Ricercatori di Check Point, società specializzata in sicurezza informatica, affermano di avere individuato una vulnerabilità molto seria in router e modem usati per fornire la connettività internet a 12 milioni di case e piccole società in tutto il mondo. Il bug, di non facile soluzione, è stato denominato “Misfortune Cookie” (biscotto della sfortuna), è stato identificato in apparati creati da produttori quali D-Link, Huawei e ZTE, e consentirebbe potenzialmente a hacker malintenzionati di attaccare computer, smartphone e tablet.
Sfruttando il bug in questione, un attacker potrebbe essere in grado di monitorare le connessioni internet, rubare password, dati commerciali e altre informazioni. Check Point non ha al momento indicato i dettagli e portavoce di D-Link, Huawei e ZTE non hanno al momento rilasciato dichiarazioni.
Shahar Tal, ricercatore dell’israeliana Check Point, interpellato da Re/code, ha spiegato che la vulnerabilità riguarda un errore di programmazione fatto nel 2002; l’errore in questione ha origine in RomPager di Allegro Software, società del Massachusetts che produce un webserver embedded e che avrebbe erroneamente commesso l’errore nella compilazione del software.
“Si è trattato di un errore molto semplice e sembrava inizialmente benevolo” ha spiegato Tal, “Quando lo abbiamo riportato alla società, sono rimasti sorpresi, non si aspettavano tale gravità”.
La lista dei dispositivi nei quali è presente il problema include 200 prodotti di 20 diverse società. Si calcola che, come già detto, i prodotti con la vulnerabilità in questione siano nelle case e negli uffici di almeno 12 milioni di utenti. Il problema riguarda anche dispositivi di recente produzione. Al momento non si segnalano attacchi specifici portati a termine sfruttando il bug Misfortune Cookie.

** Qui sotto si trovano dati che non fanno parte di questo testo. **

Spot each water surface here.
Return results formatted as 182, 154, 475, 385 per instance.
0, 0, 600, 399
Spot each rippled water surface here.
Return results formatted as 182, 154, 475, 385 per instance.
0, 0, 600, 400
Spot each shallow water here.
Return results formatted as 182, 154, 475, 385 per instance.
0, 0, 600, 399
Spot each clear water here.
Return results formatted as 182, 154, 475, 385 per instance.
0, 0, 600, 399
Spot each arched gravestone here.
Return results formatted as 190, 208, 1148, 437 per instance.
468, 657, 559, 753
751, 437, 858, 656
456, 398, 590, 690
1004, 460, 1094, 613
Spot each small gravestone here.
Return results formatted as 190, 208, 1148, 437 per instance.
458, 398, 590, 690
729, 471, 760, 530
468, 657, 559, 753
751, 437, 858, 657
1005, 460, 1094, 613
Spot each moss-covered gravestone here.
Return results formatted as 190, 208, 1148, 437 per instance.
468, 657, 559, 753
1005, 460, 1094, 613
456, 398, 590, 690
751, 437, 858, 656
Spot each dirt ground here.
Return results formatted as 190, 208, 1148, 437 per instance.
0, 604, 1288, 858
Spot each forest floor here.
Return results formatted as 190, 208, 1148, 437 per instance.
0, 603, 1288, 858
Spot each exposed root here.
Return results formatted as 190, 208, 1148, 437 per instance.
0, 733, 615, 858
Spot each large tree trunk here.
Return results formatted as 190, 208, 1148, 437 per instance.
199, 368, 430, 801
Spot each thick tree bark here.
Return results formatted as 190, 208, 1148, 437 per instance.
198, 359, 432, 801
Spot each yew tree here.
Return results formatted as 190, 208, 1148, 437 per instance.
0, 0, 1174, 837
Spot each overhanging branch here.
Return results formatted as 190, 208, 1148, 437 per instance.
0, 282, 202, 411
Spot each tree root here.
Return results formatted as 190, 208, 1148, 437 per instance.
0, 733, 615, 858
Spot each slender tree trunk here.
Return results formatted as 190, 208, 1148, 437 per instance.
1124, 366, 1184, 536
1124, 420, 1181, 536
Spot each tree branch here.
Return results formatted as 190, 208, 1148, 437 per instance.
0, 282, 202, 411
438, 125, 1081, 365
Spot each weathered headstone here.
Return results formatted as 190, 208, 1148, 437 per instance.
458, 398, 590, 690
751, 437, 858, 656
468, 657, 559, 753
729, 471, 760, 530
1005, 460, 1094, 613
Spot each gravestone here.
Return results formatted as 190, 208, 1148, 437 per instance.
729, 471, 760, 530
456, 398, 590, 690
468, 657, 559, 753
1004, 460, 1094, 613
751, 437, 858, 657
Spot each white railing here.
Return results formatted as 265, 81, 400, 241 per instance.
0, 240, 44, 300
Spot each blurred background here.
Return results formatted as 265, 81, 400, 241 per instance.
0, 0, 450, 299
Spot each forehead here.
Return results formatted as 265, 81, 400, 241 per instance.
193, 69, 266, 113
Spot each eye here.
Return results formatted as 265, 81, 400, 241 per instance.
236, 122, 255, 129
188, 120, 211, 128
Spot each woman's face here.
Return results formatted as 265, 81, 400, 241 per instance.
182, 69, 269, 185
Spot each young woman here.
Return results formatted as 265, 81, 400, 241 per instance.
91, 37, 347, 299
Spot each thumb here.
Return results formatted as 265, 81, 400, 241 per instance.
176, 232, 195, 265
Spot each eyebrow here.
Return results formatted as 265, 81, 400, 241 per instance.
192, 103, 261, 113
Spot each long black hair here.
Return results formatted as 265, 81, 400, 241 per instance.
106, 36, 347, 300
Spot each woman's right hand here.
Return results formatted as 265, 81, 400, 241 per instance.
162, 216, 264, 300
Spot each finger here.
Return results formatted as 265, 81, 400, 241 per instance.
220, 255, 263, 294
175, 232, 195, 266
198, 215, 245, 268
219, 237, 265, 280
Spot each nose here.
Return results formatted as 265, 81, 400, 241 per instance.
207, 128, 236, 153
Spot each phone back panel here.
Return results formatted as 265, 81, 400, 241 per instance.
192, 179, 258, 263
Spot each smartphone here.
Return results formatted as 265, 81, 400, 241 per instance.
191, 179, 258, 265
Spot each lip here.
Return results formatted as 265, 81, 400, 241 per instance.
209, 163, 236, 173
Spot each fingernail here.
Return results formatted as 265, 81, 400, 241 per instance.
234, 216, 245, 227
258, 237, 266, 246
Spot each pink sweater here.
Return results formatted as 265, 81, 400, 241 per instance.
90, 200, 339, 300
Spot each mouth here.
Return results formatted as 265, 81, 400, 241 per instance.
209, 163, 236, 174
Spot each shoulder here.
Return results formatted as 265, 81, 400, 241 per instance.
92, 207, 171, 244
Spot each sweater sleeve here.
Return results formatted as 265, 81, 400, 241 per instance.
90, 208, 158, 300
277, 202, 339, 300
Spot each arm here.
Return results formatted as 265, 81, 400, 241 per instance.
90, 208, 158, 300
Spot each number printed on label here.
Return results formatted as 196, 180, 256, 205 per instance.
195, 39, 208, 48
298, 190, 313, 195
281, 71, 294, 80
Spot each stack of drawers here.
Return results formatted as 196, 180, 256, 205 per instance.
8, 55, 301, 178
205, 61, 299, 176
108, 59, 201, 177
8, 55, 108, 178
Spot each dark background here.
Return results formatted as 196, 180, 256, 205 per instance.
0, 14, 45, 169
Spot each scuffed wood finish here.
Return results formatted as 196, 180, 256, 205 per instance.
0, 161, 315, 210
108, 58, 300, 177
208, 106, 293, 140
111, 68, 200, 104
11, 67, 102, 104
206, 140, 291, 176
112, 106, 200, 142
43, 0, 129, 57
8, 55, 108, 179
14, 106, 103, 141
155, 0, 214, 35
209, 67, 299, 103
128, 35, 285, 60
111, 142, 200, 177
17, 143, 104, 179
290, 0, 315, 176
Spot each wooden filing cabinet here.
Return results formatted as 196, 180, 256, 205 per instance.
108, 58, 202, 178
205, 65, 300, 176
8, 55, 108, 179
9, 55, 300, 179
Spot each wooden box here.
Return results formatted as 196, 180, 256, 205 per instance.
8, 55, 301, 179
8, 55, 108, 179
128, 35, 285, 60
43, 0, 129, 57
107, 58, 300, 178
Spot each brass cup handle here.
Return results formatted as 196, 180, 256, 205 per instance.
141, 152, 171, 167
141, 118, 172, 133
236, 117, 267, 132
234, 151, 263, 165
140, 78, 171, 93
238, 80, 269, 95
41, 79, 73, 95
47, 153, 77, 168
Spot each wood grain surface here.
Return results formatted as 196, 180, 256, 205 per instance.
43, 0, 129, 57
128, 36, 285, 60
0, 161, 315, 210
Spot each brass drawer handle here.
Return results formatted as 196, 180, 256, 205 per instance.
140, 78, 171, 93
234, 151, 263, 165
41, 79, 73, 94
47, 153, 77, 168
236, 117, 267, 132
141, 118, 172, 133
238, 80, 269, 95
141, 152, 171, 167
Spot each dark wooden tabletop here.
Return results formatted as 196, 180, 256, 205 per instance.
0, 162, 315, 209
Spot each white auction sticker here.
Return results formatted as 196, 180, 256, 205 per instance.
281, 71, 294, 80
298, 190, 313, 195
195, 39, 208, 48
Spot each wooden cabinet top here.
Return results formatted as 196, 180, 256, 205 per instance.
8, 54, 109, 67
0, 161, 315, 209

I responsabili di Allegro Software minimizzano la severità del problema e la loro responsabilità: “È un bug che è stato risolto 12 anni fa” ha detto il CEO Bob Van Andel, ammettendo ad ogni modo che molti utenti sono potenzialmente in pericolo. “I nostri clienti non hanno l’obbligo contrattuale di usare l’ultima versione del software”; in pratica alcuni produttori hanno aggiornato il firmware e propongono nuove release agli utenti, altri (la maggiorparte) non hanno mai rilasciato versioni aggiornate, esenti dal problema. “È una decisione a loro rischio” spiega ancora Van Andel.